The subway is almost completely filled when we get on. I spy two vacant seats in the corner and I rudely hurry my way to them. Karen drapes her leg over mine as the doors close and the subway begins to hurtle onward at a ferocious clip. But the instant we reach the dark tunnel it slows, it crawls, and then it stops completely. A moment later the intercom clicks on and the conductor says, “Attention, ladies and gentlemen …” but what we should be attentive to is garbled and unintelligible. “What’s he saying?” I say to Karen. Karen shrugs. By the looks of it, all the passengers have long ago resigned themselves to a slow and tedious trek uptown. We must resign ourselves too. The train chugs ahead to Twenty-third Street, then Twenty-eighth, then Thirty-third, doing in twenty minutes what should take five. I regret not having brought something to read. “We should have brought something to read,” I say to Karen. There is a touch of reproach in my voice. Everyone else seems to have had the foresight. Around us, heads are buried in Bibles, novels, and newspapers, all in a variety of languages. Nearby is an elderly man dressed in a shabby suit and completely absorbed in a supermarket circular. Next to him is a mother halfway through a romance novel, her young son lying splayed across her lap, deep in sleep. Karen and I must pass the time by entertaining ourselves with the advertisements above our heads. We are particularly amused by the one where a doctor in a lab coat tells us of a fast and easy surgical procedure to remove all pimples, moles, and birthmarks. Ow, my leg has fallen asleep beneath Karen’s. “Sorry!” she says. I drape it over hers. “Ow!” she says. “Your leg is too heavy!”

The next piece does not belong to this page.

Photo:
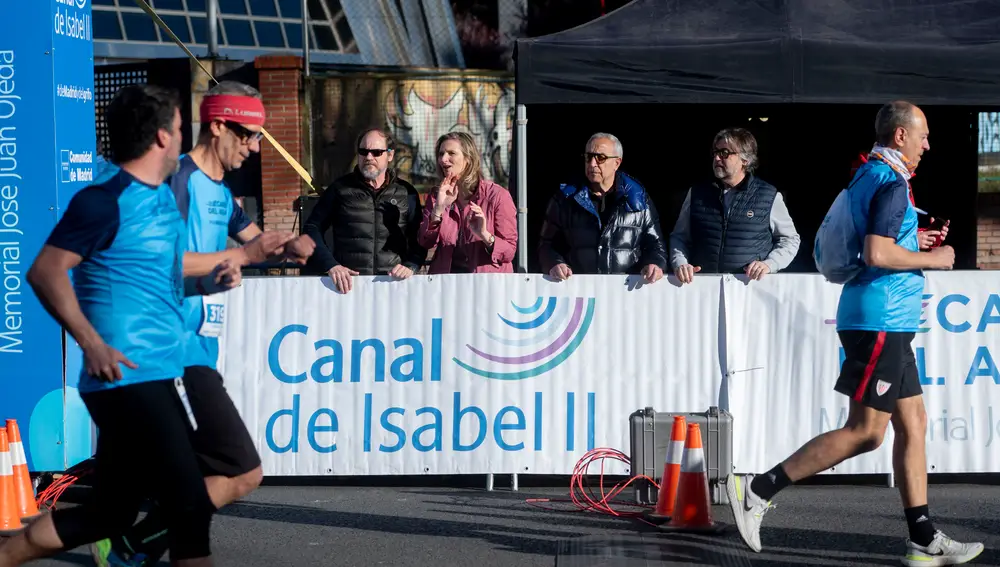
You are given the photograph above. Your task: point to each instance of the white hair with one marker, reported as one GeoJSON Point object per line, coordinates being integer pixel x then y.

Finally we arrive at Eighty-sixth Street, where we gratefully make our exit. As we climb the stairs to the outside world, a crowd of people descends toward us, rushing headlong like tourists who realize their cruise ship is pulling away from shore. Karen and I are separated, jostled from side to side. Aboveground, the winter sunshine is brilliant and for a moment I lose sight of her. “Over here,” she calls. We clasp hands and stand together on the corner, trying to orient ourselves as to which way is which. “I think it’s this way,” she says. “No,” I say, “it’s this way.” Everything is suddenly familiar again: the coffee shop, the newsstand, the grocery store. This is the subway stop I would use when I lived up here on East Eighty-third Street. That is, I would use it when it was too snowy or rainy to ride my bicycle eighty-three blocks down to my part-time job on Houston Street. And then, four hours later, eighty-three blocks back up. I was twenty-four years old and had just arrived after wasting years in Pittsburgh thinking I could be an actor there. The most I could afford in Manhattan was a run-down, illegal sublet that had a claw-foot bathtub in the living room and a hole in the kitchen floor through which I could see the basement. On the first of every month I’d go to the post office and purchase a money order for four hundred two dollars and forge the name Linda O’Connor, who was the tenant of record. All my friends told me the apartment was a steal, that I was lucky to have it, and that I’d never find anything as good. At night I’d fall asleep petrified by the prospect that I was going to be woken by the landlord pounding on the door. I figured I’d have to live there until I hit it big with my
acting career, but two years later I landed my miraculous deal with the New York City Department of Housing and packed up all my possessions and moved to Jane Street. And two years after that I got my job at Martha Stewart, making more money than I had ever made before. And not long after that a woman named Karen was hired.